Published: 15 June 2012

Abstract

Background

Cotton is the world’s primary fiber crop and is a major agricultural commodity in over 30 countries. Like many other global commodities, sustainable cotton production is challenged by restricted natural resources. In response to the anticipated increase of agricultural water demand, a major research direction involves developing crops that use less water or that use water more efficiently. In this study, our objective was to identify differentially expressed genes in response to water deficit stress in cotton. A global expression analysis using cDNA-Amplified Fragment Length Polymorphism was conducted to compare root and leaf gene expression profiles from a putative drought resistant cotton cultivar grown under water deficit stressed and well watered field conditions.

Results

We identified a total of 519 differentially expressed transcript derived fragments. Of these, 147 transcript derived fragment sequences were functionally annotated according to their gene ontology. Nearly 70 percent of transcript derived fragments belonged to four major categories: 1) unclassified, 2) stress/defense, 3) metabolism, and 4) gene regulation. We found heat shock protein-related and reactive oxygen species-related transcript derived fragments to be among the major parts of functional pathways induced by water deficit stress.

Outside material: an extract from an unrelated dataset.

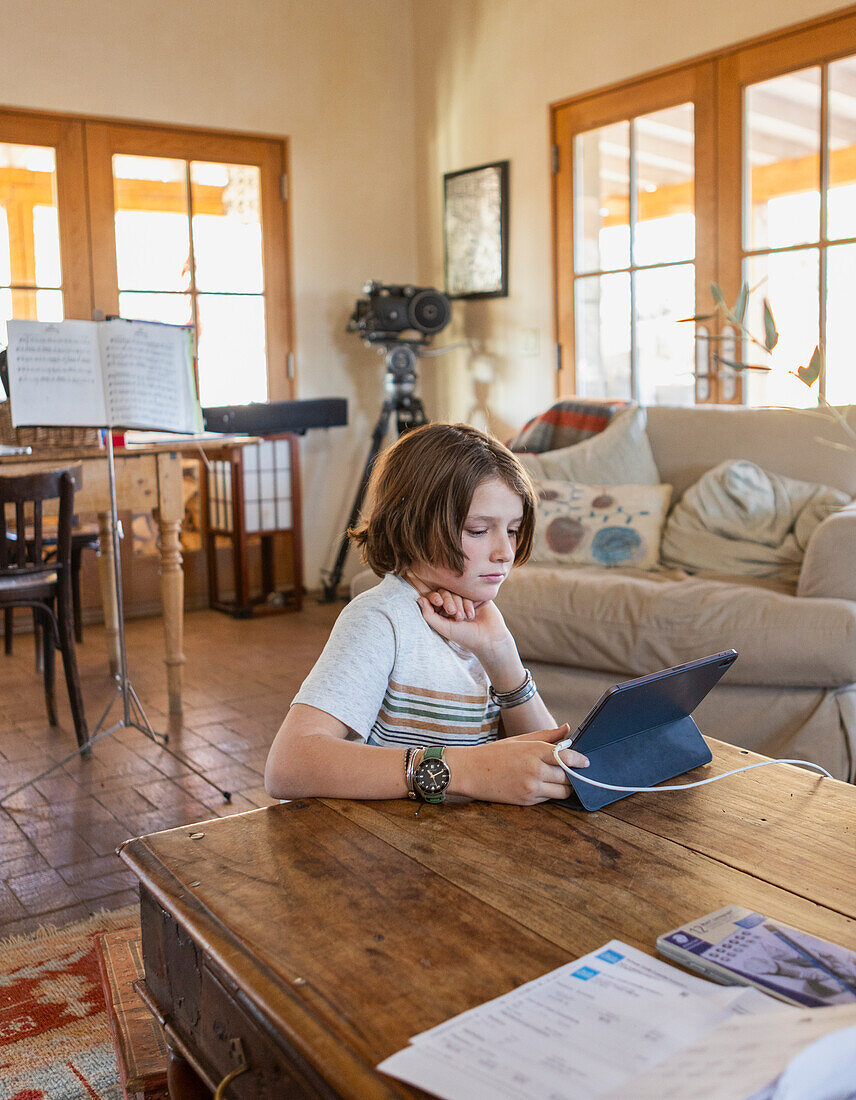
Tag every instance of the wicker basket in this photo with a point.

Also, twelve novel transcripts were identified as both water deficit responsive and cotton specific. A subset of differentially expressed transcript derived fragments was verified using reverse transcription-polymerase chain reaction. Differential expression analysis also identified five pairs of duplicated transcript derived fragments in which four pairs responded differentially between each of their two homologues under water deficit stress.

Conclusions

In this study, we detected differentially expressed transcript derived fragments from water deficit stressed root and leaf tissues in tetraploid cotton and provided their gene ontology, functional/biological distribution, and possible roles of gene duplication. This discovery demonstrates complex mechanisms involved with polyploid cotton’s transcriptome response to naturally occurring field water deficit stress. The genes identified in this study will provide candidate targets to manipulate the water use characteristics of cotton at the molecular level.